Anti-vaxxers make Tesco Xmas TV spot second-most-complained-about ad of all time

Supermarket’s ad – which does not appear to break any rules – is near breaking record set by “It’s Oscar time” by Paddy Power, which drew 5,525 complaints and was deemed to bring 'advertising into disrepute'.

Tesco: BBH London ad focuses on Britain's determination to celebrate Christmas with their family
Tesco: BBH London ad focuses on Britain's determination to celebrate Christmas with their family

Tesco's Christmas ad featuring Father Christmas showing his Covid vaccination passport at border control has attracted more than 5,000 complaints to the Advertising Standards Authority, making it the second-most-complained-about ad of all time.

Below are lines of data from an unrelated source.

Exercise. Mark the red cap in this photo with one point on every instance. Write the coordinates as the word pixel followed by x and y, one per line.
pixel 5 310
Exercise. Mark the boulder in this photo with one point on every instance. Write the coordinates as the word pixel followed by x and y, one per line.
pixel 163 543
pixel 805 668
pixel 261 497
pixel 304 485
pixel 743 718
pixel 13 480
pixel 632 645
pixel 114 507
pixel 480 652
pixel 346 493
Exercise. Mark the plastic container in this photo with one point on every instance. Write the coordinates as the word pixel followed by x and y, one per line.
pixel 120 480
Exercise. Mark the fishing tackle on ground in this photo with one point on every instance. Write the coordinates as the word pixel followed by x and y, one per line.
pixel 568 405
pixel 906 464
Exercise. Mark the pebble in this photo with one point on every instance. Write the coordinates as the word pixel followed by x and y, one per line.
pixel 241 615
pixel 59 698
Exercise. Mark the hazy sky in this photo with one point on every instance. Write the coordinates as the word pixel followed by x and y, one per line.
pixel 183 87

In stark contrast to other ads that attract such a high volume of ASA complaints, Tesco's TV spot has garnered little media coverage, it does not appear to break any advertising rules and appears to have been targeted by a largely online group of anti-vaxxers. Meanwhile, the ASA has yet to make a decision to investigate the ad – although it is thought to be imminent.

While complaints are still coming in – largely arguing the ad is coercive, encourages medical discrimination based on vaccine status and has politicised Santa – the ASA said the rate had "broadly slowed down".

The number of people who have taken umbrage is near to breaking Paddy Power's record of 5,525 complaints. 2014's "It's Oscar time" was run during Oscar Pistorius's murder trial and both trivialised a violent death and made fun of the athlete's disability via the line "Money back if he walks". The ASA agreed with complainants at the time that it was not just offensive, but likely to bring advertising itself into disrepute.

Meanwhile, Tesco's ad managed to accrue more complaints in just three days of launch (more than 3,000) than last year's most-complained-about ad ultimately did – Ryanair's "Jab and go", which was banned for encouraging people to act irresponsibly once vaccinated and gained 2,371 complaints.

Tesco's Christmas offering – created by Bartle Bogle Hegarty London and themed around the UK's determination to enjoy the festivities after last year's were curtailed – has drawn a further 2,000 complaints since that initial 3,000, bringing the total to more than 5,000.

BBH declined to comment, while a Tesco spokesperson said: "We respect everyone's views and we know that Christmas is a hugely important time for many of our customers and, after last year's events, that is truer now than ever.

"We set out to create a campaign which took a light-hearted view on how the nation is feeling and it has been well-received by colleagues and customers. We are still in the midst of a pandemic and the advert reflects the current rules and regulations regarding international travel."

Other ads that have garnered notably high levels of complaints include Moneysupermarket's twerking businessman – over the course of four ads in 2015 and 2016 it collectively attracted more than 4,000 complaints, although the ad was not banned.